Science education — education that demystifies crop breeding, and shows the similarities and differences between traditional breeding and biotech methods, and the wide range of biotech methods — can really help people understand GE foods and make them less controversial. This pattern of initial rejection of technology and eventual acceptance is one we've seen again and again throughout history. For instance, when pasturized milk was first introduced, it was an extremely controversial technology. Opponents claimed it was an unnatural and deceptive technology that adversely affected food quality and the economics of production. Other technologies, such as freezing food and using microwave ovens were greatly feared when they were first introduced.
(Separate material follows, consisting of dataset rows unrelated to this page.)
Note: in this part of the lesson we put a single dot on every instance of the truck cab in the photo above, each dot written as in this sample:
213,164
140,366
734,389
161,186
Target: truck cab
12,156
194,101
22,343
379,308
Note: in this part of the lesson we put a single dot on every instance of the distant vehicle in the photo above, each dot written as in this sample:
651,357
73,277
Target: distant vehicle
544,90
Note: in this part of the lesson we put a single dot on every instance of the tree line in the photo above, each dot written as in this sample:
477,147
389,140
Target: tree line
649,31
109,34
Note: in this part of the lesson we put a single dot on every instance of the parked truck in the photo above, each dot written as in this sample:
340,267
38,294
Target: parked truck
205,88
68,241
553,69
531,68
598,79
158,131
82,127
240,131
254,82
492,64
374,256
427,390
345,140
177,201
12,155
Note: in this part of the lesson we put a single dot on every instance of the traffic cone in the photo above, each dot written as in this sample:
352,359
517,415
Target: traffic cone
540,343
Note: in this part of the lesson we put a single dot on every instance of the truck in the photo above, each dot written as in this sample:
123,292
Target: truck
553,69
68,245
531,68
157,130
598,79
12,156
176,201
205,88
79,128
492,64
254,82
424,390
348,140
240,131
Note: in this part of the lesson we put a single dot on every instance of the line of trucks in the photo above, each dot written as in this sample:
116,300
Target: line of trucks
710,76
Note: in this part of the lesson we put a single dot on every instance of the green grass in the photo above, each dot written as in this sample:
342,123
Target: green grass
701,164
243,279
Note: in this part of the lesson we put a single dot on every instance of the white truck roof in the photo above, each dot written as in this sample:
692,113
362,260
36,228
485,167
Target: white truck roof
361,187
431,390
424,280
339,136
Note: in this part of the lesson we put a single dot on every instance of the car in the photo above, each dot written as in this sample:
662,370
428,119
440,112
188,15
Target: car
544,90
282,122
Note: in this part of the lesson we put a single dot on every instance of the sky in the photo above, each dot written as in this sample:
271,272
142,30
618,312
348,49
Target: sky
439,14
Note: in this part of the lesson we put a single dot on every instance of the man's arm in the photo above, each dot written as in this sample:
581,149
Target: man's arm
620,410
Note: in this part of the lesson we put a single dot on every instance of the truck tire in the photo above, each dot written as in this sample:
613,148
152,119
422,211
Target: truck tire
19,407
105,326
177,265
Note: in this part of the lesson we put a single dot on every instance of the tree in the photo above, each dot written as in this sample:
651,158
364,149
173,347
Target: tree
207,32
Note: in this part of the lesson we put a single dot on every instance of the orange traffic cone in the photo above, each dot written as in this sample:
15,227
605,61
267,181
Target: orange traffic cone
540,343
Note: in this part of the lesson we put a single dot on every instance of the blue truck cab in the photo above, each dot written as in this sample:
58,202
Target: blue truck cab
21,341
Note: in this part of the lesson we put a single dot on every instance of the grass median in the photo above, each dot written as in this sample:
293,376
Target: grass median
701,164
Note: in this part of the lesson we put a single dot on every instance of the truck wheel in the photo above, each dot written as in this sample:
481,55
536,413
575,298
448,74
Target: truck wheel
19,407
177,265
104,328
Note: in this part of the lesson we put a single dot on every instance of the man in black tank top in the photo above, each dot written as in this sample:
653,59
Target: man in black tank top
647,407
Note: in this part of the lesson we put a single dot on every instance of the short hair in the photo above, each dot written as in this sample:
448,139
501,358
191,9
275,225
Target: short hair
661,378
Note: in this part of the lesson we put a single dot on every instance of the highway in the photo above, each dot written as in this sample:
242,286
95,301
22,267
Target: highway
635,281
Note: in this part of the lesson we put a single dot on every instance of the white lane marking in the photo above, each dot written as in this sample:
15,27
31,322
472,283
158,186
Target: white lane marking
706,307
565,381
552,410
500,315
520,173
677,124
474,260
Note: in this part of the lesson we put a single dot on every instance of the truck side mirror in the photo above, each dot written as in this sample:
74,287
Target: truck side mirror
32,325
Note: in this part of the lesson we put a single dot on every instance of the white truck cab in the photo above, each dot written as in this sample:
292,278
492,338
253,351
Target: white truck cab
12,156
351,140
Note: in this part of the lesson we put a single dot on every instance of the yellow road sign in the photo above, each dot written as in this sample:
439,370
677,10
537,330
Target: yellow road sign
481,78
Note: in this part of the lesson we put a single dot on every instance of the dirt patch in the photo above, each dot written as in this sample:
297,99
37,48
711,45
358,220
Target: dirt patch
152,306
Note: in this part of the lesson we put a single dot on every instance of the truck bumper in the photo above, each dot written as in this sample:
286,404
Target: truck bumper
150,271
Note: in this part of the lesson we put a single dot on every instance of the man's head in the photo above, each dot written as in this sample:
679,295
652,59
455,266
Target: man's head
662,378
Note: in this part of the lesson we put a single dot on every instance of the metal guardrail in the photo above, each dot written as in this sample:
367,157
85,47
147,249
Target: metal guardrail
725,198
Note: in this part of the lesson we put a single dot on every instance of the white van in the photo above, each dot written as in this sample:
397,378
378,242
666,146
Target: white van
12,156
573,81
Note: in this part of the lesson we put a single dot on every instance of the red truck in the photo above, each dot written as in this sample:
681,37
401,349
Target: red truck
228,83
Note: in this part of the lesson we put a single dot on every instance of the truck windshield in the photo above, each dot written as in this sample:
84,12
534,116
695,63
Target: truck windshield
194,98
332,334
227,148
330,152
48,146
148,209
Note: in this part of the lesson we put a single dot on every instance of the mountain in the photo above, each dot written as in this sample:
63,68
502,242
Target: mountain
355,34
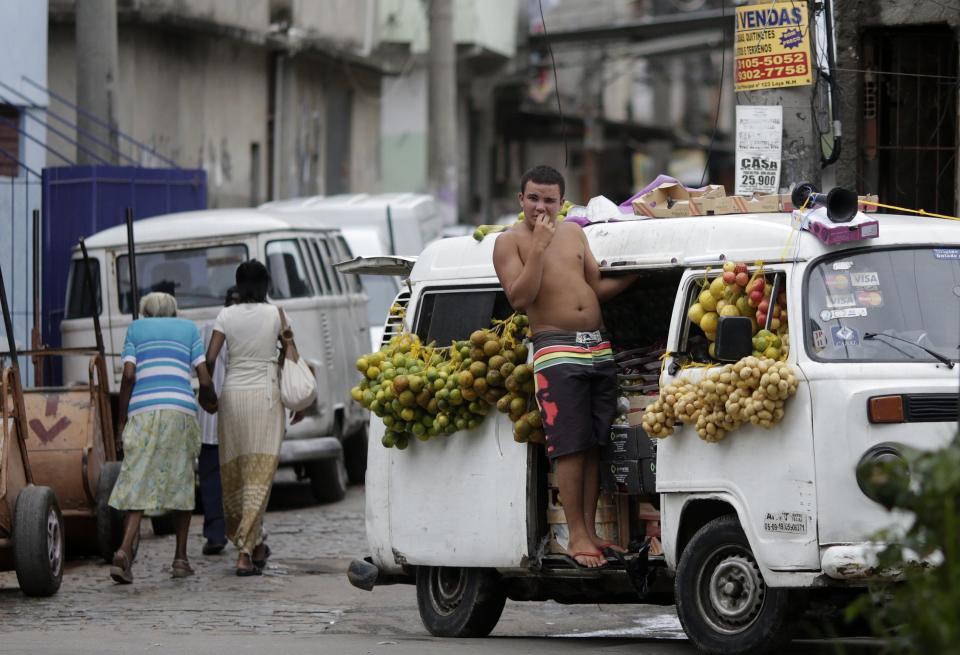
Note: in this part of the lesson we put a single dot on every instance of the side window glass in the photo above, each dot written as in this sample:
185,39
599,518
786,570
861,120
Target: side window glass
449,315
322,267
329,258
353,281
288,273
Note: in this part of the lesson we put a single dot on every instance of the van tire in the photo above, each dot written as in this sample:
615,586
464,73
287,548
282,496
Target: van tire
459,602
38,541
109,520
749,618
328,479
355,456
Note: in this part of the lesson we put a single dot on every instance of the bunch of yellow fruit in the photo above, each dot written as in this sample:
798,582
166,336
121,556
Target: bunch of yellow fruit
425,391
753,389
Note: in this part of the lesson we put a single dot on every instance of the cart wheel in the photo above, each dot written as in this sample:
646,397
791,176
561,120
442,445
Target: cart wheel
38,544
459,602
722,601
109,520
328,479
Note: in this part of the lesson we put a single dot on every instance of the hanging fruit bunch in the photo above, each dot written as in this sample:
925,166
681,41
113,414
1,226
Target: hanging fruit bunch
735,292
753,389
425,391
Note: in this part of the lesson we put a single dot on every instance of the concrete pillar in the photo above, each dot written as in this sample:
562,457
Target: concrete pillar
98,85
442,110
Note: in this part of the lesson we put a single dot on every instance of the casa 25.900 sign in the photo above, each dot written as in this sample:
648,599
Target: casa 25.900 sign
772,46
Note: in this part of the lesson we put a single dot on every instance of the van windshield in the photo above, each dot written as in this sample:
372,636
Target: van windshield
196,277
885,305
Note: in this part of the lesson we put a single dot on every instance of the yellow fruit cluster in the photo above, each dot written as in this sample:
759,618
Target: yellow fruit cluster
426,391
753,389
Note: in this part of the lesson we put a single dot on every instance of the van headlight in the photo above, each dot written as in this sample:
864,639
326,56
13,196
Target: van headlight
883,474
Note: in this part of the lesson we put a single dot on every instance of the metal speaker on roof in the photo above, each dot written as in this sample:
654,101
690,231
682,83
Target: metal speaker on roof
842,204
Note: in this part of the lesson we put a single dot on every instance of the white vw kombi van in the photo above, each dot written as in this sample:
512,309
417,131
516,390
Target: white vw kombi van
194,256
745,523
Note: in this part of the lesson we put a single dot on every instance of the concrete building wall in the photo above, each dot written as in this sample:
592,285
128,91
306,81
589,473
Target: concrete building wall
23,33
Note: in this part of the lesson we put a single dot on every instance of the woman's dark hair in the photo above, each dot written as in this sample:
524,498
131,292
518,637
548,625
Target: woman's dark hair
232,297
253,280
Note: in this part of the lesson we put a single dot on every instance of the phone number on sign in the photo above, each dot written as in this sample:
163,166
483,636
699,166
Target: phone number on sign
772,66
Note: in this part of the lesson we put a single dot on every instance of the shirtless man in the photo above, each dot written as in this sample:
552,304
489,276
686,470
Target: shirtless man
547,270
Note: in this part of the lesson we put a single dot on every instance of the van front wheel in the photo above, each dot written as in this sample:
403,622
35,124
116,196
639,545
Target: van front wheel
459,602
723,603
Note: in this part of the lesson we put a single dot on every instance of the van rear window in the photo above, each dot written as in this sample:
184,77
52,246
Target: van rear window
196,277
79,303
446,315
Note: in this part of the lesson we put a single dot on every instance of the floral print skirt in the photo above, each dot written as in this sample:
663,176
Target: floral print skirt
157,474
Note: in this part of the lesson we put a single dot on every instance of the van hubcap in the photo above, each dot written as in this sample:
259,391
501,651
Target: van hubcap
731,590
447,586
54,542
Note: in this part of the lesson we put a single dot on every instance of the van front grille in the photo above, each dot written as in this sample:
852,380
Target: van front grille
394,324
929,407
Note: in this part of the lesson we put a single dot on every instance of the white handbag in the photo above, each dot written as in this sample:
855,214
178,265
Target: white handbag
298,387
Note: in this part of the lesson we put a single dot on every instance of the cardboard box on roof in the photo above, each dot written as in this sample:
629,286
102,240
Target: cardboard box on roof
672,200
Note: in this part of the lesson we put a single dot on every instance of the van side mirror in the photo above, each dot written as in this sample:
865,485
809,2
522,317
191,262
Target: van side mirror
734,338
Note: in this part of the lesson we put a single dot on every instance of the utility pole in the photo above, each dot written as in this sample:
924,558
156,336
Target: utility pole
97,79
442,110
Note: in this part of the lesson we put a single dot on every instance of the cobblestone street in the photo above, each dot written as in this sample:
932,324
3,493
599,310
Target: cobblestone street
302,602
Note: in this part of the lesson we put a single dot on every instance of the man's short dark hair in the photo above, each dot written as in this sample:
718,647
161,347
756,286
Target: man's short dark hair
543,175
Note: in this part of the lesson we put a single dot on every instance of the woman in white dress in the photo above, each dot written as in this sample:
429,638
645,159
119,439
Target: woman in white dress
250,415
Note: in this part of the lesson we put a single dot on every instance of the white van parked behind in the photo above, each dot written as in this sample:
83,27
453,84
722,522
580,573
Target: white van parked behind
747,523
194,255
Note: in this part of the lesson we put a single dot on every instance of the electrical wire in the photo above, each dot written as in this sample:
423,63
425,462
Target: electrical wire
716,118
556,88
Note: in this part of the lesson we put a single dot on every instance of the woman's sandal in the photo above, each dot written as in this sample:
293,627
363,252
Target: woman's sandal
121,570
181,569
245,572
261,562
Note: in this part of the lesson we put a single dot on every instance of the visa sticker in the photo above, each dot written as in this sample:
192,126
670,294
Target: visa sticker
844,336
842,300
819,340
849,312
865,279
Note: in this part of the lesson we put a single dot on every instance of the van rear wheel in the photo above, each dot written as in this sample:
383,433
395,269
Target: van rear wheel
459,602
723,603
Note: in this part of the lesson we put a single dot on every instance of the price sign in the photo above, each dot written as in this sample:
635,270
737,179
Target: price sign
772,46
759,141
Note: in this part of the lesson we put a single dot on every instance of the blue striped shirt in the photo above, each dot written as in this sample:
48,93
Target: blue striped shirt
165,351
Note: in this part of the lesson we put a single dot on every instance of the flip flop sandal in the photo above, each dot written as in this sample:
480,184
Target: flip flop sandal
262,562
181,569
121,570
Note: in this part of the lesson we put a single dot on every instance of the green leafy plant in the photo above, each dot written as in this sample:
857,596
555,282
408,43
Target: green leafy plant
921,613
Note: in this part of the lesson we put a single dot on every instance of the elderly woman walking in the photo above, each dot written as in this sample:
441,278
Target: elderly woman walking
250,415
157,418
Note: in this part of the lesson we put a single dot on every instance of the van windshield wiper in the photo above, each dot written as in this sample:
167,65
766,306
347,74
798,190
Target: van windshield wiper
933,353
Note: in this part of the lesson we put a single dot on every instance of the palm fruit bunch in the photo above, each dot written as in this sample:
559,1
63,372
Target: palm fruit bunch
753,389
425,391
738,293
484,230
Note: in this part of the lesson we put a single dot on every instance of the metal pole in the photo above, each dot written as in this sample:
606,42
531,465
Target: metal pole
35,338
134,289
442,109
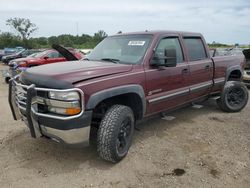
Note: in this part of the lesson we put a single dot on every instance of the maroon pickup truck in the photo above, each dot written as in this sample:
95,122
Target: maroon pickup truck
126,78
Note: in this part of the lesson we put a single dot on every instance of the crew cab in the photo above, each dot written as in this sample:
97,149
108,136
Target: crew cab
126,78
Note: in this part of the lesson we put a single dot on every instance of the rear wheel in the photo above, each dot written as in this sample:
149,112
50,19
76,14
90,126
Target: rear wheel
234,97
114,135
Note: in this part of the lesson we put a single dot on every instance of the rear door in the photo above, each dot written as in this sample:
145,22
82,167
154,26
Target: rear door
167,87
200,66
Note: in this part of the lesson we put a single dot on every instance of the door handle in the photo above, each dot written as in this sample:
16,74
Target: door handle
207,67
184,71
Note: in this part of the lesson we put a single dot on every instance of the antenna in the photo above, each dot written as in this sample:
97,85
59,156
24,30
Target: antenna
76,28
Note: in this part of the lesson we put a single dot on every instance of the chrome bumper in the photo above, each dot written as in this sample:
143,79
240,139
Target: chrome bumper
23,104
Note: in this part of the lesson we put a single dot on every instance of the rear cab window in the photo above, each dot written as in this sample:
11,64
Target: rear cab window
170,43
195,48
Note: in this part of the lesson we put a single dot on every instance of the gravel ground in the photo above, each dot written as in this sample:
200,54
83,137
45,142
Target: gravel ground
199,148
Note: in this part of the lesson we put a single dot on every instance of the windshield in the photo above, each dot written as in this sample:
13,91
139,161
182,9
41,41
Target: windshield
41,54
125,49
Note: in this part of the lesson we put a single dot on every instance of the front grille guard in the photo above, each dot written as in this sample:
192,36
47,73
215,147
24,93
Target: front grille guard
27,102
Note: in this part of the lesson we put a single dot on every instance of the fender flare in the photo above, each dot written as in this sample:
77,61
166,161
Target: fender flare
96,98
233,68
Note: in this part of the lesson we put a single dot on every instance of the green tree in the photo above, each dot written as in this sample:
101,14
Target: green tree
9,40
24,27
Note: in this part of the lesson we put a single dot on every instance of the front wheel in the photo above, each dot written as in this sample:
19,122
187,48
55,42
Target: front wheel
114,135
234,97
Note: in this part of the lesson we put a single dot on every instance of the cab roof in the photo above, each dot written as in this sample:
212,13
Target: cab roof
161,32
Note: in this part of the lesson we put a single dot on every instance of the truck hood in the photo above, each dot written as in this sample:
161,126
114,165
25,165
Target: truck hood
65,74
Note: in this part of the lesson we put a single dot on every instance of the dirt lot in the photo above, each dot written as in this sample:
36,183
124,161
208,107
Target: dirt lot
212,147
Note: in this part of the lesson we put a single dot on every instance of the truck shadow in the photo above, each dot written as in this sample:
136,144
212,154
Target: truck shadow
48,157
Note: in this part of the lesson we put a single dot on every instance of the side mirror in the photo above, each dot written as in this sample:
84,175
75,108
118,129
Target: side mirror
165,58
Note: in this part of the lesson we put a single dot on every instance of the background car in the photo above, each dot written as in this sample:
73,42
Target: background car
58,54
22,53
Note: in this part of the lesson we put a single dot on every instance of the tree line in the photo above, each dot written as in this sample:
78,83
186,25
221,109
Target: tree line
24,28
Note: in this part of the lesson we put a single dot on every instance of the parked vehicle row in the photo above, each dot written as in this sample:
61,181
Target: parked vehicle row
126,78
16,66
9,51
20,54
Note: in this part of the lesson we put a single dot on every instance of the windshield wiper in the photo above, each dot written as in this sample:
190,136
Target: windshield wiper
85,58
111,60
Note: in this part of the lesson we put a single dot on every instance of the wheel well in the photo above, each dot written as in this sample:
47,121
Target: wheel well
131,100
235,75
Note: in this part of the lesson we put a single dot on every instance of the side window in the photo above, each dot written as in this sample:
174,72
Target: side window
195,49
168,44
53,55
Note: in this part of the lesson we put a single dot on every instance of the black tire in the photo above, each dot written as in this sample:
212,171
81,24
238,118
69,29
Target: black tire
7,79
234,97
115,133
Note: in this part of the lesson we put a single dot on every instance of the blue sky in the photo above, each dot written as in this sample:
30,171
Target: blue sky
226,21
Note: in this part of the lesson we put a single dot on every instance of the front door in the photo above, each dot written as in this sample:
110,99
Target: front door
167,87
200,66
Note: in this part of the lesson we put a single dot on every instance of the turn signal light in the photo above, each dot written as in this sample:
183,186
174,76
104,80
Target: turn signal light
72,111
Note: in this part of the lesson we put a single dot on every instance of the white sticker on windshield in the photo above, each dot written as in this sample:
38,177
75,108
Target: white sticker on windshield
136,43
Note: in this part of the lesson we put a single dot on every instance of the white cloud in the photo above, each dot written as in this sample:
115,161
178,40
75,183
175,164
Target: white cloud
222,21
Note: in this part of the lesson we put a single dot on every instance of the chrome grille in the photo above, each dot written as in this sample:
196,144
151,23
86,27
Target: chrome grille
38,107
20,95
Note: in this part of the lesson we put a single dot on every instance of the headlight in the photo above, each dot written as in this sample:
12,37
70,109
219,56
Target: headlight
64,96
22,64
65,111
64,102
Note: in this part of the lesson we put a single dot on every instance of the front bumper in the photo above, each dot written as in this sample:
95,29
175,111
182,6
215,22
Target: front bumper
73,130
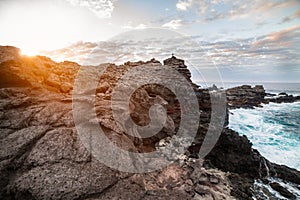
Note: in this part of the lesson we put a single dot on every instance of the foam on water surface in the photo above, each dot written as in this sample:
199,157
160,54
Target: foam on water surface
273,129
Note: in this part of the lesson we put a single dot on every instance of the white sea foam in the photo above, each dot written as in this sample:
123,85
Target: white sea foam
274,131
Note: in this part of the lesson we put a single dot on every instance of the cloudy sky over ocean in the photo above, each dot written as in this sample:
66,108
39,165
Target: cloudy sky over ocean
249,40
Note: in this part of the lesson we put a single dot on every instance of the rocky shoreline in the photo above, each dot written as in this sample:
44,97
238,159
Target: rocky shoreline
43,158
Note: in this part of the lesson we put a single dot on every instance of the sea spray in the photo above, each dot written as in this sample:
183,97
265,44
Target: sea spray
273,129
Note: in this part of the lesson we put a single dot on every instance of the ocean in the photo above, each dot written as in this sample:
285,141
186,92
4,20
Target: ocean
274,129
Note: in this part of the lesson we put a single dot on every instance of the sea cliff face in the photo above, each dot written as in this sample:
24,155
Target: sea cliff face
42,156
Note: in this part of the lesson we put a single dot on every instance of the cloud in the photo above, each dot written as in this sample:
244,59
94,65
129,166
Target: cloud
274,53
184,5
173,24
291,17
140,26
210,10
102,8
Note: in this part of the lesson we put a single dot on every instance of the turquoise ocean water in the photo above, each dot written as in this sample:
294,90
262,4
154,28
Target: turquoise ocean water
274,129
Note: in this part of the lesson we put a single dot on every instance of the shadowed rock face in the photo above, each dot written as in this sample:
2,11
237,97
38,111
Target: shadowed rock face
42,156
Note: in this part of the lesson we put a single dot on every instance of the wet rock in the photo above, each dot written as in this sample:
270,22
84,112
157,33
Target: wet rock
283,191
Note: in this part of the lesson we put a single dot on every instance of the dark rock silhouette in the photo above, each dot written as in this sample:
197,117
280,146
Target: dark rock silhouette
42,156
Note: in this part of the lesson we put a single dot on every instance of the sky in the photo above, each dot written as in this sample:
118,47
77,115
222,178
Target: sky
247,40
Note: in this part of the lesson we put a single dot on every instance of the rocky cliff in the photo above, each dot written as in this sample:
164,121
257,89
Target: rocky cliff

Also, there are many conflicting sources of information on the Internet. It's hard to know whom to trust. If you go online and search "GMOs," you can read all kinds of terrifying things. But when people understand that the overwhelming scientific consensus from major medical organizations, the world's major scientific bodies, and hundreds of peer-reviewed studies have concluded that GE crops are as safe any other food, and that the consensus on GE safety is as overwhelming as the scientific consensus on climate change – they may start changing their minds.